Histopathologic treatment response and PNI were the 2 most significant clinicopathologic variables associated with survival on univariate analysis (HR, 9.0; P = .009 and HR, 5.5; P = .007, respectively). These findings are consistent with prior studies of patients with PDAC who have received neoadjuvant therapy.20,21 While HP response was only reported in half of the cases, we can assume given the presence of tumor cells that others did not achieve a pathologic complete response. That gives a total pathologic complete response of 11 of 49 (22.4%), which compares favorably with a recently published large series of patients (6 of 223 [2.7%]).20

To enhance the ability to predict survival, in addition to the clinicopathologic variables, we also investigated the prognostic significance of molecular biomarkers that have been examined in early-stage disease. We focused on SMAD4, S100A2, and miR-21 because each has been associated with a metastatic phenotype and therefore may provide a rationale for additional systemic therapy.2224 S100A2 has been validated as a predictor of longer survival after surgical resection.13 Both S100A2 and miR-21 in tumor cells were expressed in a lower percentage of patients in our series than in those with early-stage disease.13,14,25 Furthermore, miR-21 stromal expression was only found in 12 of 32 of these patients (37.5%) in comparison with our tissue microarray of 153 patients with early-stage PDAC,26 where expression was positive in 78.4% of patients.15 On univariate analysis, SMAD4 loss and miR-21 stromal expression correlated with survival (HR, 4.9; P = .01 and HR, 3.2; P = .04, respectively).
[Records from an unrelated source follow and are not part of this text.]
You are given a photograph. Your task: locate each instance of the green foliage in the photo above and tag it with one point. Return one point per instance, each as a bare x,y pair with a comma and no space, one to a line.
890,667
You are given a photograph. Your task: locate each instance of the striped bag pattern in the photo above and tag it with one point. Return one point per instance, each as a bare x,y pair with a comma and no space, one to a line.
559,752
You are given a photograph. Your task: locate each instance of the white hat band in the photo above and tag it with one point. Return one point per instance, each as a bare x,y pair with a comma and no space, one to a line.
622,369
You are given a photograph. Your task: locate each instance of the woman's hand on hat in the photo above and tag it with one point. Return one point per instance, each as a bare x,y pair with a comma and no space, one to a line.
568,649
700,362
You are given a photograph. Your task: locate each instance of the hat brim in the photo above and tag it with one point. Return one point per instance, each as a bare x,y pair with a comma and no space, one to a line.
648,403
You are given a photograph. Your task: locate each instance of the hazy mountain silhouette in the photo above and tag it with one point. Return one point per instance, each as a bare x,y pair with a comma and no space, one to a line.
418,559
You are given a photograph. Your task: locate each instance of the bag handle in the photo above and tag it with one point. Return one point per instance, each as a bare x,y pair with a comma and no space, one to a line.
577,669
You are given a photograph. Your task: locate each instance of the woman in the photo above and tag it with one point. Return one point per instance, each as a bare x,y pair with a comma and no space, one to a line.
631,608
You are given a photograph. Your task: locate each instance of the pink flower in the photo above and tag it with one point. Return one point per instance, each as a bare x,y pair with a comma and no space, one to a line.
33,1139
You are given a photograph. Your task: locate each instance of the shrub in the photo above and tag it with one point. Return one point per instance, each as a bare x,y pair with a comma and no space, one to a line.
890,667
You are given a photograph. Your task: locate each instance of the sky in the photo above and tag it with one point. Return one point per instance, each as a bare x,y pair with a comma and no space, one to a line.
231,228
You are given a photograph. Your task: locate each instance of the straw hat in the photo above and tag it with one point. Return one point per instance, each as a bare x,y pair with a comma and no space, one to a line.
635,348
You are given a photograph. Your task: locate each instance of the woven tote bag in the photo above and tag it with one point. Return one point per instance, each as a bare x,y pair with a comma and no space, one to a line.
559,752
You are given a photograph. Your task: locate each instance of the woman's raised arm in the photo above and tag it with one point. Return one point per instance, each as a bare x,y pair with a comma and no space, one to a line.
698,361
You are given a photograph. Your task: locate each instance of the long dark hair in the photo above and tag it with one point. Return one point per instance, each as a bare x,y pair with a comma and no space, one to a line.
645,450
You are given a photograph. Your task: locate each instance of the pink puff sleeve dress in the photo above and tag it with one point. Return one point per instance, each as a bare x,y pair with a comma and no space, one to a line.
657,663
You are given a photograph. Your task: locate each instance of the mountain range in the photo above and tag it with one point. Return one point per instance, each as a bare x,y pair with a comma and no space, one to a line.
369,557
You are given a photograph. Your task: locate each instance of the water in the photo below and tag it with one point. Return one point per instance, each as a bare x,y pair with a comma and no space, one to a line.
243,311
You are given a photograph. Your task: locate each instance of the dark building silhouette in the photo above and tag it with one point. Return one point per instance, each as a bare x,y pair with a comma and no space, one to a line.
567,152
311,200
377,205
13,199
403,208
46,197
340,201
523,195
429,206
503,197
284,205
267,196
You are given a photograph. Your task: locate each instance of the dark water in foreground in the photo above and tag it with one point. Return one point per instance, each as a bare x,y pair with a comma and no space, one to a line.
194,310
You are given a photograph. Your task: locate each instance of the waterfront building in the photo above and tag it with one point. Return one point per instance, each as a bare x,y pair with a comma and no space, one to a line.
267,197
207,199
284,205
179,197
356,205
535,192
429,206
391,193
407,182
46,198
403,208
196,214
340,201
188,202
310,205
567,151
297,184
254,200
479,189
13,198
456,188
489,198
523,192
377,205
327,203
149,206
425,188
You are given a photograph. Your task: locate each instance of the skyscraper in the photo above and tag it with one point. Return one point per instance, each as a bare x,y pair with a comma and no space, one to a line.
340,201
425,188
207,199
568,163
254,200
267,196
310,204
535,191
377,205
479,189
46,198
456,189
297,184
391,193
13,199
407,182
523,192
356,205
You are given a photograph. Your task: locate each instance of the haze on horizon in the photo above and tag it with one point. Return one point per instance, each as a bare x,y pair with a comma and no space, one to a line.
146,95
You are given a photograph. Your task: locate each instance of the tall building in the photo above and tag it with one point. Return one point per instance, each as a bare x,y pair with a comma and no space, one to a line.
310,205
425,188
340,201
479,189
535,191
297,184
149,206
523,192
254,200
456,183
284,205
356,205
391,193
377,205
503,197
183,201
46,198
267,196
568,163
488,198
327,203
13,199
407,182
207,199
Combining the significant clinicopathologic and molecular markers on multivariate Cox regression analyses, SMAD4 loss was the most highly correlated with survival. We concluded that if these clinicopathologic and molecular markers were validated in an independent cohort, these observations could provide a rationale for or against adjuvant treatment in 2 seemingly similar patients who were both margin and LN negative. If one had SMAD4 protein loss, PNI, and minimal HP response, treatment would be recommended; while a patient with the opposite profile would be much less likely to benefit.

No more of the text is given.